The Smithsonian magazine is excellent in what it has apparently decided to be its mission.  A means to that mission is the straightforward belief in spontaneous evolution.  It simply follows the emerging patterns of science as guided by the natural law of evolution that began at-large acceptance with the scriptures of Darwin.  Like all assumptions the bodies of material emerging from those who believe in them follow a literary pattern that either does not assume vital error in it, or that if carried through to the end it will be found as not having competition.  All this appears to help us to move along with greater efficiency because we are not held up by presenting caveats, doubts, exceptions and the like in getting to our point.  When a story is told covering the variants there is an underlying feeling that it is interesting (as history), and may be an illustration of human problem-solving.  This is supposed to carry the mystery (unknowns) of the conclusions. In the Smithsonian issue for January 2015 the story of the disappearance of Amelia Earhart is told.  Five or six theories of what happened to her, the navigator, and the airplane have circulated widely since the 1937 event.  I remember it well, and have reviewed various theories of what happened.  Some of the stories become somewhat bizarre.  Persons who believe strongly in scientific methods and orderly search of information hold theories different from each other, and believe their evidence proves or leans in the direction of their theories.  Here the author reports what is available, but in the end the problem is not solved, the fortunes spent on searching for clues, and the ongoing of the expensive ventures to find the plane seem bizarre given the projects needing attention that would contribute much more to the benefit of mankind.  Some persons might make fun of Christians interested in the story of Ruth or Esther, in the Bible, stories carrying meaning to life context, but devote years of trying to find Earhart’s airplane and two skeletons.  The only purpose is to provide evidence of what amounts to an interest in a rather moot point.

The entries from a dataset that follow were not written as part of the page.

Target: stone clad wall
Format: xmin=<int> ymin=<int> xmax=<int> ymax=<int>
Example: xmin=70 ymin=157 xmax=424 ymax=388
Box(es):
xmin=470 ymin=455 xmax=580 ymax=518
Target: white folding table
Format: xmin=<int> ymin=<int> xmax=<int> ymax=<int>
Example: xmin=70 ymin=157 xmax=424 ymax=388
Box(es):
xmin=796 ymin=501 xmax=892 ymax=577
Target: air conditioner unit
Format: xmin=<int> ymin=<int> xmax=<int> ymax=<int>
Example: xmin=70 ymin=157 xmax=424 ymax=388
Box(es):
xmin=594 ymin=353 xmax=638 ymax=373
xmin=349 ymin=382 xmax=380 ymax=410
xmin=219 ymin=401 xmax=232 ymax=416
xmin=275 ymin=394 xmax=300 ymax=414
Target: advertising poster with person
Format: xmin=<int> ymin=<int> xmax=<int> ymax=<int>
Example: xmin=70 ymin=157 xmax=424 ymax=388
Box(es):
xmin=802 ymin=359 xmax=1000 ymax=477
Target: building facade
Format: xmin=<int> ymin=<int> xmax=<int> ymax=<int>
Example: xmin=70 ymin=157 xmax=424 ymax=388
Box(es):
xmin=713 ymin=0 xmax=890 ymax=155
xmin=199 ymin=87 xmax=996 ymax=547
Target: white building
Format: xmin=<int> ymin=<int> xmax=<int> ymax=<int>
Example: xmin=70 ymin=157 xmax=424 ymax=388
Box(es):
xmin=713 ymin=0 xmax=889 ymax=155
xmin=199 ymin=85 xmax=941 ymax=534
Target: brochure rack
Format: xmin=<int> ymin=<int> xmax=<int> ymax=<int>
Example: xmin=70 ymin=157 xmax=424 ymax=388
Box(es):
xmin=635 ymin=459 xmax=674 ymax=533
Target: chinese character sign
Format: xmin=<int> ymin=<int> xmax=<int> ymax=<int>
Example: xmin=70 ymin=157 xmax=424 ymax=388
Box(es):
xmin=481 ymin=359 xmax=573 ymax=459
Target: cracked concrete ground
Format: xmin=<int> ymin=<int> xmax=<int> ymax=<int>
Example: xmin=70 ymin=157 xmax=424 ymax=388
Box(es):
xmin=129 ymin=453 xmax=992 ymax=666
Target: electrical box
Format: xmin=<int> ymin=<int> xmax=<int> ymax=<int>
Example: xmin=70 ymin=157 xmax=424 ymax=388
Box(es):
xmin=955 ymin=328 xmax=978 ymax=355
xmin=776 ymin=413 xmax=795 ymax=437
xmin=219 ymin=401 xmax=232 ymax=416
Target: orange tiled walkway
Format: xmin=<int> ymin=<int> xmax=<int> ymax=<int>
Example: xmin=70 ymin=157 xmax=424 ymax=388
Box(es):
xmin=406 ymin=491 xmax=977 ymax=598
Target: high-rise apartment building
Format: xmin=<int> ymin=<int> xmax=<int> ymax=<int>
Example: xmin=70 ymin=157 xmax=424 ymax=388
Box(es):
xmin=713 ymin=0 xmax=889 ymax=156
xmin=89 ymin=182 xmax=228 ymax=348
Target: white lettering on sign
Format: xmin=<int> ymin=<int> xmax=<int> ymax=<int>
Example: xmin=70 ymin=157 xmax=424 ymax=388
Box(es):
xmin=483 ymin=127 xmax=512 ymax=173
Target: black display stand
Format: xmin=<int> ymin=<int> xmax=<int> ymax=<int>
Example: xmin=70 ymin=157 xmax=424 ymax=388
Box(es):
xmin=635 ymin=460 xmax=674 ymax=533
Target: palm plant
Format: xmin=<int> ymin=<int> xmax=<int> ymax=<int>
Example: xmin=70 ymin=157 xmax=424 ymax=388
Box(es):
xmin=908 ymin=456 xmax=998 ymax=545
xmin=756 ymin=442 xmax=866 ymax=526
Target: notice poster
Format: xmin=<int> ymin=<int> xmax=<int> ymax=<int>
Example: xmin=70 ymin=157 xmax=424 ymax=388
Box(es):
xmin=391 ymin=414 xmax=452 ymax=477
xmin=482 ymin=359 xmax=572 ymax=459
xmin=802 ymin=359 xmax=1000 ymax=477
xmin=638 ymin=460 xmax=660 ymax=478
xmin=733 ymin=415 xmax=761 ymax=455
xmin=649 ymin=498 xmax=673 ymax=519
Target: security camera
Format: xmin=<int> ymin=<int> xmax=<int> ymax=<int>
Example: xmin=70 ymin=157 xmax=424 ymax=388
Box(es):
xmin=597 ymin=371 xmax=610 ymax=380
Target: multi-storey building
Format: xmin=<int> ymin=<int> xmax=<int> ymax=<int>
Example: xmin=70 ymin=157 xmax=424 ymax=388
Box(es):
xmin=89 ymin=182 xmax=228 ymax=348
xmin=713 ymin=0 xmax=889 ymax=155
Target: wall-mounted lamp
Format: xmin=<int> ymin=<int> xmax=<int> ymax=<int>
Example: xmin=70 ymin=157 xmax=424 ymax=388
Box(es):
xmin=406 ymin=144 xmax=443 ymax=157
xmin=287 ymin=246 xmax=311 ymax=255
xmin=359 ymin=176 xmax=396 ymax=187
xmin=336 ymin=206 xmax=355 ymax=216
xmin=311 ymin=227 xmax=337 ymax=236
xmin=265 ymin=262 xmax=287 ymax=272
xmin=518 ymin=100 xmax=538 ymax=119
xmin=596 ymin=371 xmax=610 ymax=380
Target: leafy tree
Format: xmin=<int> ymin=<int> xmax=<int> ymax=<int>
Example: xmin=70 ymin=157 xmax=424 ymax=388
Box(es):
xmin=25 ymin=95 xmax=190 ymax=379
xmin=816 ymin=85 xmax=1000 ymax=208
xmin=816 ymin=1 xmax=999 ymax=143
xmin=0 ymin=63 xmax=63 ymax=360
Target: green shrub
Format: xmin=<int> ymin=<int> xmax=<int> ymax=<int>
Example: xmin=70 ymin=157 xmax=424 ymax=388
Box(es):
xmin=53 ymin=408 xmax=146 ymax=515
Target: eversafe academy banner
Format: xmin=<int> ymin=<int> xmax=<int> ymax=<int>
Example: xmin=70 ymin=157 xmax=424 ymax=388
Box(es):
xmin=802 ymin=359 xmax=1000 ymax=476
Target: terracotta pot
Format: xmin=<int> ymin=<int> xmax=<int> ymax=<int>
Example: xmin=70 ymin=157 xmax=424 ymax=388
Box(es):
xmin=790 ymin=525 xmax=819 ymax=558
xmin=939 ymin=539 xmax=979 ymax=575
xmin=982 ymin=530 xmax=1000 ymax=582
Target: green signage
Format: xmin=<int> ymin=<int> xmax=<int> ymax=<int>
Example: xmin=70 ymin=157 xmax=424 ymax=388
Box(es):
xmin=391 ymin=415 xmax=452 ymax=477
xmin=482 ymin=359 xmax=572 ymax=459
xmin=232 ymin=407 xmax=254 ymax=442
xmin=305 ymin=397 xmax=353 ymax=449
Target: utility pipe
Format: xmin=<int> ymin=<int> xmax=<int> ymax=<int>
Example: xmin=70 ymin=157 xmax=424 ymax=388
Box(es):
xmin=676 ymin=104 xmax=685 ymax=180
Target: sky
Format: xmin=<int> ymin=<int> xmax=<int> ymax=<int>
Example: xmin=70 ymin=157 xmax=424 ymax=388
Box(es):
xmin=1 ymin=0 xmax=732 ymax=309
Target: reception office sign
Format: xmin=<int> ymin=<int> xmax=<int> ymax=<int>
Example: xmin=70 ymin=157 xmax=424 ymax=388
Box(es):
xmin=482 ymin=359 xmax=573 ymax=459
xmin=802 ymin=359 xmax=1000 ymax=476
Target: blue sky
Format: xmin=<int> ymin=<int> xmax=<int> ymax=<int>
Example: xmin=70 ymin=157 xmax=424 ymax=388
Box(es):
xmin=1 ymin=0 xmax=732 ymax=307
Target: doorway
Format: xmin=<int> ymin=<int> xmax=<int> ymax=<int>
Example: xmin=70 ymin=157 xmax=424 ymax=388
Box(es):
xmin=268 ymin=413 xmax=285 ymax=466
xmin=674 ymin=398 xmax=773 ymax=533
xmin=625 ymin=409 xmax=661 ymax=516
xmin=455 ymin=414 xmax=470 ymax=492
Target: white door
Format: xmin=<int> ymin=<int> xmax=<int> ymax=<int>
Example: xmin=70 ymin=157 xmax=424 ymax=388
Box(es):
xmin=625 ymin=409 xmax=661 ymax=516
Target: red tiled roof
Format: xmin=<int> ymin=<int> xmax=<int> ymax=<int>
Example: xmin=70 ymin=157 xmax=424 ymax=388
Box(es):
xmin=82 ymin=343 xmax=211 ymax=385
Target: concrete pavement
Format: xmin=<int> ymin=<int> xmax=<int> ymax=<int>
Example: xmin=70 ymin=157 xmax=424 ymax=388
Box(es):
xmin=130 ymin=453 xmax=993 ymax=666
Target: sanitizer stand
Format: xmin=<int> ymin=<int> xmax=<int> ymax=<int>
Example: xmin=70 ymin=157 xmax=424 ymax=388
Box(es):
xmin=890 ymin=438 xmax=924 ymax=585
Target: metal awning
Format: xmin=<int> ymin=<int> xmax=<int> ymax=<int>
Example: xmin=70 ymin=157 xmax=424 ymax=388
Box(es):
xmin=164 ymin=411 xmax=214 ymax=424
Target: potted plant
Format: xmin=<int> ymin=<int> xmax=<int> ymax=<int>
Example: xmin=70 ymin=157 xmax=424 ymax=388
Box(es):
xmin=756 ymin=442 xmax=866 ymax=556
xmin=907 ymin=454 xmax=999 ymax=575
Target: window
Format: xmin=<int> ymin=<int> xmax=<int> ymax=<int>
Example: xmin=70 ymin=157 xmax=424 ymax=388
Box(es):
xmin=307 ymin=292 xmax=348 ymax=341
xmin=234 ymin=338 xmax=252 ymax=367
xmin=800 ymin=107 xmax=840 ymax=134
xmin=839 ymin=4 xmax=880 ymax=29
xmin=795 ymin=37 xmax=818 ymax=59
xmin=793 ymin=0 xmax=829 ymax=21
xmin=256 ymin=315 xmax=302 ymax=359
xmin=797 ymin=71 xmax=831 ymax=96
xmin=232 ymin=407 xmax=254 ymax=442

Another story in the Smithsonian issue relates to String Theory.  It is well written by Brian Greene who makes some of the theory understandable for many relating to evolution and mathematics. Greene has given much of his life to the theory – inadequate evidence, extension of space/time, other universes, addition of another dimension than up/down, backward/forward and right/left – and, so the story proceeds.  I wonder why entrancing science is seen by some as violation of faith in God, or cause to doubt God.  Indeed, it can humble persons of faith to wrestle with competing theories that omit faith in God.  Freedom permits it.